A carefully designed behavior modification program for the treatment of ADHD is labor-intensive (and therefore costly) and the beneficial effects are generalized poorly. When used alone, its contribution is quite modest. It is important to have incentive-based behavioral programs, since those based only on negative reinforcement or depriving privileges are not as effective as those with incentives (Garber, Garber and Spizman 1990).
For a behavior modification program to be successful with a school-aged child, the child should be an active participant in the:
- negotiation and design of the program;
- setting of the goals;
- definition of “progress”; and
- selection of incentives.
Cognitive behavior therapies
The emphasis of these therapies is to enhance competencies (eg problem solving abilities, social skills) that are associated with adaptive functioning at home, school and other important settings. Designed to facilitate self-control, it is appropriate for children who exhibit impulsive, non-self-controlled behavior and/or manifest deficits in problem solving, (both impersonal and interpersonal). In their multicomponent intervention program, Braswell and Bloomquist (1991) provide the following example of a set of problem solving self-instructions:
- What is the problem?;
- What are some plans?;
- What is the best plan?;
- Do the plan; and
- Did the plan work?
By using a number of methods (eg behavioral contingencies, modelling, role-play exercises), children are trained to use the instructions in academic, social and other situations. Although most children can learn to use self-instruction appropriately, few begin applying the strategies spontaneously in actual situations without support and assistance. Modelling, promotion and encouragement of self-instruction by parents and teachers seems to be necessary for generalization and maintenance of training effects.
Anger Management Training
Designed to increase the child’s ability to manage and cope with anger and frustration, anger management training is appropriate for the child whose anger is impulsive and behavior is aggressive. Anger management training typically involves education about anger/frustration, instruction in recognising anger signals, and training in various anger management and coping strategies. A number of management strategies, including relaxation methods and coping self-statements are presented.
Group anger management strategies can provide valuable training opportunities (eg learning to manage anger during verbal taunting by peers) and appear to be promising for future training efforts.
Data suggest that while cognitive behavioral therapy can reduce one of the main symptoms of ADHD – impulsivity (Kendall and Braswell 1993) – it has not been successful in treating other symptoms of ADHD. Treatment outcomes are, at best, inconsistent. After a decade of careful investigation, cognitive behavioral therapies have not been shown to be helpful, either alone or as an enhancer of the effects of medication (Abikoff 1991).

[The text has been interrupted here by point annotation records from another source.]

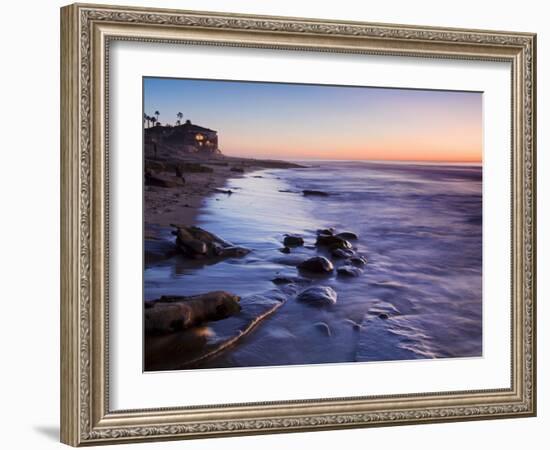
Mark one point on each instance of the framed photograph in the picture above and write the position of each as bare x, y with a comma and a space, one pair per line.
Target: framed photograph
275, 224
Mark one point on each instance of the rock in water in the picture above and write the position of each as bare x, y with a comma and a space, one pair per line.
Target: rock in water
166, 181
317, 264
326, 231
316, 193
358, 261
293, 240
289, 280
348, 235
195, 242
169, 314
333, 242
341, 253
318, 296
349, 271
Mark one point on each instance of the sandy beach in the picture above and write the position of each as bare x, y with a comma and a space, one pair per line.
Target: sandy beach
199, 176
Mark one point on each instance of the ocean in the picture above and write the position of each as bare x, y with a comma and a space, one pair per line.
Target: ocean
419, 296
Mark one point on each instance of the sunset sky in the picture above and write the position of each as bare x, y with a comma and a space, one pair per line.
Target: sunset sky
299, 121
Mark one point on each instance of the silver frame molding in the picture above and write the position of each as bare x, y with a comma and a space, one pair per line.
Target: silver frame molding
86, 32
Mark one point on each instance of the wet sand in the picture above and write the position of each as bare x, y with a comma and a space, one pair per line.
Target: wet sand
180, 204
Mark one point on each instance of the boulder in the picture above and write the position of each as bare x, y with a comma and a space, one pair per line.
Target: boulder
165, 181
289, 280
194, 242
358, 261
317, 264
307, 192
293, 240
333, 242
175, 313
318, 296
349, 271
348, 235
326, 231
341, 253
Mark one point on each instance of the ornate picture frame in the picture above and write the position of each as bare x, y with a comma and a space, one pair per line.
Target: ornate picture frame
87, 31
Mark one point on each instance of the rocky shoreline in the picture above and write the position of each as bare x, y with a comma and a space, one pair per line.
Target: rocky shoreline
182, 331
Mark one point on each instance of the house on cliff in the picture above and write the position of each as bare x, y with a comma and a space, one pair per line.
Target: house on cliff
171, 141
197, 138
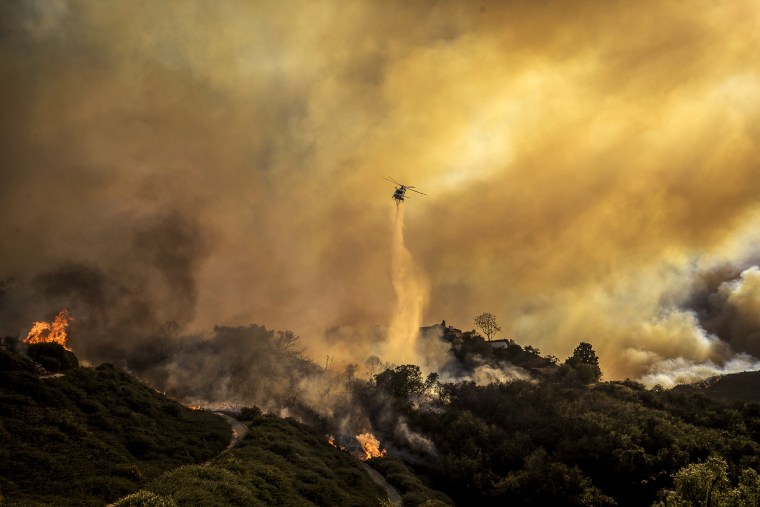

Given the limits reported to date, future clinical research should include a full array of the behavioral and cognitive components and look at the specific needs of the child in order to develop a more individualized program (Abikoff 1987), and put a greater emphasis on parent training in order to enhance the treatment program (Braswell and Bloomquist 1991).
If a diagnosis of ADHD is made, the child and parents/guardians should be offered:
- information about any relevant support groups; and/or
- summary information sheets; and/or
- inexpensive and accessible recommended reading.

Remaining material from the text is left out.